D. Nuno Brás observa que Jesus «poderia ter encarnado num pós-humanismo, meio homem, meio máquina», mas «não o fez»
Lisboa, 05 jun 2026 (Ecclesia) – O bispo do Funchal salientou que o Papa Leão XIV chama “à atenção” para não se perder “o humano”, “criado por Deus e salvo por Jesus Cristo”, em ‘Magnifica Humanitas’ (a magnífica humanidade), a primeira encíclica do pontificado.
“Aquilo que emerge muito é aquilo a que Deus nos chama. Muito mais do que podemos usar, não podemos usar, como é que podemos usar, portanto, muito mais do que dar normas, normas éticas, esta encíclica chama-nos à atenção para não perdermos o humano”, disse D. Nuno Brás, em declarações à Agência ECCLESIA.

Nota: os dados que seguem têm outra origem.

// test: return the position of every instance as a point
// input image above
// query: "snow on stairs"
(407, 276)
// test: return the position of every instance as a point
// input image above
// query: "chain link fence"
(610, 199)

“Como é que nós não podemos perder o humano nesta nova idade em que estamos a viver, de uma forma muito particular o nosso mundo ocidental, que é a idade da inteligência artificial”, acrescentou, salientando que é um “humano magnífico criado por Deus, e salvo por Jesus Cristo”, e “é importante não esquecer isso”.
‘Magnifica Humanitas’ (a magnífica humanidade), é o tema da primeira encíclica do pontificado de Leão XIV que escreve sobre ‘A salvaguarda da pessoa humana na era da Inteligência Artificial’, e foi apresentada pelo próprio Papa, no dia 25 de maio, no Vaticano.
O bispo do Funchal explicou que Jesus poderia “perfeitamente” ter encarnado num pós-humanismo, podia ter encarnado “meio homem, meio máquina”, mas não o fez, e “foi completamente homem”.
“Este Deus feito homem ajuda-nos a perceber que mesmo no meio de toda esta inteligência artificial, desta suposta inteligência artificial, com toda a revolução que vai proporcionar, com todas as possibilidades, os perigos, é um grande grito para não perdermos a dimensão do humano, e vivermos esta realidade com muita, muita humanidade”, desenvolveu, apontando que é o mesmo do que dizer “com muita relação com Deus”.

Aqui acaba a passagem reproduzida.